Piemonte Moscato Passito (D.O.C.)

Piemonte Moscato (D.O.C.)

 

BRACHETTO

Dabei handelt es sich um einen Weinstock mit schwarzen Beeren, der von sich ab Mitte des 20. Jahrhunderts reden machte, auch wenn er mit Sicherheit in den Gebieten von Asti und Alessandria von antiker Abstammung ist. Der Brachetto gehört so zu den Traubenarten mit aromatischem Geschmack, die sich im Piemont ab dem 15. Jahrhundert n.Chr. verbreiteten, um süße und likörartige Weine zu erzeugen, die auf den raffinierten Tafeln vor allem gegen Ende des vergangenen Jahrhunderts beliebt waren. Süß und weich besitzt der Brachetto-Wein eine helle rubinrote, manchmal rosèartige Färbung und einen moosartigen Duft, in den sich zwischen einer Spur von reifen Früchten, schmeichelnde und intensive Noten von bulgarischer Rose und Veilchen mischen, die die Liebhaber eines Weins mit zartem Aroma erobern.
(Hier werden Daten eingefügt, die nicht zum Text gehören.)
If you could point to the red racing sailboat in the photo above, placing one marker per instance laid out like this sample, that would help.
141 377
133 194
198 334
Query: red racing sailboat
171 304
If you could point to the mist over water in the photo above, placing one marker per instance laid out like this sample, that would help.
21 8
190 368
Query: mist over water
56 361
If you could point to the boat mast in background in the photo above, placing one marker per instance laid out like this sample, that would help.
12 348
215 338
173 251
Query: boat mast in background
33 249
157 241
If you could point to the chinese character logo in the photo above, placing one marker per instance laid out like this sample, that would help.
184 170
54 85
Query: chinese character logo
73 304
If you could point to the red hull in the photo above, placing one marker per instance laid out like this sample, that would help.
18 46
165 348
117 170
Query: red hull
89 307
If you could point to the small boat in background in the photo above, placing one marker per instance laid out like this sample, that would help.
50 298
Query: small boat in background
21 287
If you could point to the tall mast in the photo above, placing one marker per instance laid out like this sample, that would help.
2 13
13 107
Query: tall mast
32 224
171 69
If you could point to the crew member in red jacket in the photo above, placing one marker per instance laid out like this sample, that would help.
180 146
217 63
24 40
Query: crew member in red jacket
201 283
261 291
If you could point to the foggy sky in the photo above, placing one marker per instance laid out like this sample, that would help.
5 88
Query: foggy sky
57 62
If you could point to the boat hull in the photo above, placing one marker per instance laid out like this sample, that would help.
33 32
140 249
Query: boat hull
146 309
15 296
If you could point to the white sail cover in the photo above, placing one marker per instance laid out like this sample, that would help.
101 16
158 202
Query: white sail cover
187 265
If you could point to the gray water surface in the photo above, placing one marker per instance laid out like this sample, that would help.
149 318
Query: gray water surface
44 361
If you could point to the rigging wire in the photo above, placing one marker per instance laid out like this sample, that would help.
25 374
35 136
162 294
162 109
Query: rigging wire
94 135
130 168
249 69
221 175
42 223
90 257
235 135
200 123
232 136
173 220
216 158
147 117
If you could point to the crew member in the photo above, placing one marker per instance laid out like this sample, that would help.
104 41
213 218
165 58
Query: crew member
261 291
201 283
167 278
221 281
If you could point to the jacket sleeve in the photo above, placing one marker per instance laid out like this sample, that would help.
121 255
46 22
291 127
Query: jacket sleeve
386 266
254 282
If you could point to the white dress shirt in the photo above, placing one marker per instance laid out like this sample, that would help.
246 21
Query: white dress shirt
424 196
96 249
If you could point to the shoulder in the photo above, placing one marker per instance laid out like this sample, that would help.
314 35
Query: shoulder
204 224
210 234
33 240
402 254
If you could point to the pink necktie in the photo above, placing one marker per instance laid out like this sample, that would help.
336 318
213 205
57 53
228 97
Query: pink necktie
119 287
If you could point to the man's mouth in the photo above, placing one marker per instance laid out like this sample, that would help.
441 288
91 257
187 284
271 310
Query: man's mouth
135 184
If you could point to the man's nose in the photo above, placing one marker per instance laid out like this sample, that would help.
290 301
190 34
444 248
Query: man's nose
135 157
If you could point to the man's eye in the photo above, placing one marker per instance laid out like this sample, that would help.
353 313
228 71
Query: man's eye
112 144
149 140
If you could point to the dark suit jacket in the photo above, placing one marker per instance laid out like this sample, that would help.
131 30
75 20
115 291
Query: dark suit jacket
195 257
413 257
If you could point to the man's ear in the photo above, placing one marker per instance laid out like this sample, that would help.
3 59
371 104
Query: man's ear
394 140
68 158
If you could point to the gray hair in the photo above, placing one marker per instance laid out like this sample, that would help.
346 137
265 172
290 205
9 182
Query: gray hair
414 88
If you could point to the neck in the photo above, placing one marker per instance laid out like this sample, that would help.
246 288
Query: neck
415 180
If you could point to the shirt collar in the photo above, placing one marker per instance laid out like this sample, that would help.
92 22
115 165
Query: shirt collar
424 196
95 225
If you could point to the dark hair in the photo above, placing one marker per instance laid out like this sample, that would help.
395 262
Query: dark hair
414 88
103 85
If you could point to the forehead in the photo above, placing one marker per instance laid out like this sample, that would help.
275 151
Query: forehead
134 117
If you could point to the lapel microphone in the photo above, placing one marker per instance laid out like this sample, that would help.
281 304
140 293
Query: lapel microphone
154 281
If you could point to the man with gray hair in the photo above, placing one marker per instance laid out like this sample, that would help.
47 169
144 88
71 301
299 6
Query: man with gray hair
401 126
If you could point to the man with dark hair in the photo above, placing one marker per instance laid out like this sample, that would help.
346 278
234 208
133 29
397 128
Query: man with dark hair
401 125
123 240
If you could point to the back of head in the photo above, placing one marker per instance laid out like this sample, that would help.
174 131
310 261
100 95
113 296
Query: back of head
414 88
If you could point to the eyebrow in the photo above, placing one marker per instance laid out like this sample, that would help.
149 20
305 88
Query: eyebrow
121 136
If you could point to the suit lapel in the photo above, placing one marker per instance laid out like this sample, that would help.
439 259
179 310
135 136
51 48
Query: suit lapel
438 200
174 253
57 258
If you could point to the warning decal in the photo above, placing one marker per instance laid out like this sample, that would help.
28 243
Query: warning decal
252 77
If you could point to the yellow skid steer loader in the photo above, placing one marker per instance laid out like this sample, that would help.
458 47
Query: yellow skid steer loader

Auf Grund seiner Eigenschaften ist es ein Wein der jung genossen werden sollte, wenn er den gesamten Duft der Trauben ausströmt: jede Variante des Brachetto paßt hervorragend zu trockenem Obst oder Früchten mit geringem Säuregehalt, d.h. besonders zu Pfirsichen und Erdbeeren, zu Wurstwaren und dem trockenen Gebäck aus dem Piemont. In seiner Variante als Schaumwein wird er manchmal als Aperitif angeboten. In der Provinz Alessandria werden zwei Weine aus den Trauben des Brachetto hergestellt:

Brachetto d’Acqui oder Acqui (D.O.C.G.)

Piemonte Brachetto (D.O.C.)

 

TIMORASSO

Rebe: sehr seltene, einheimische Rebsorte, die auf den Hügeln angebaut werden, die zu den Tälern Curone, Grue, Ossona, Borbera und Lemme führen. 100% Timorasso.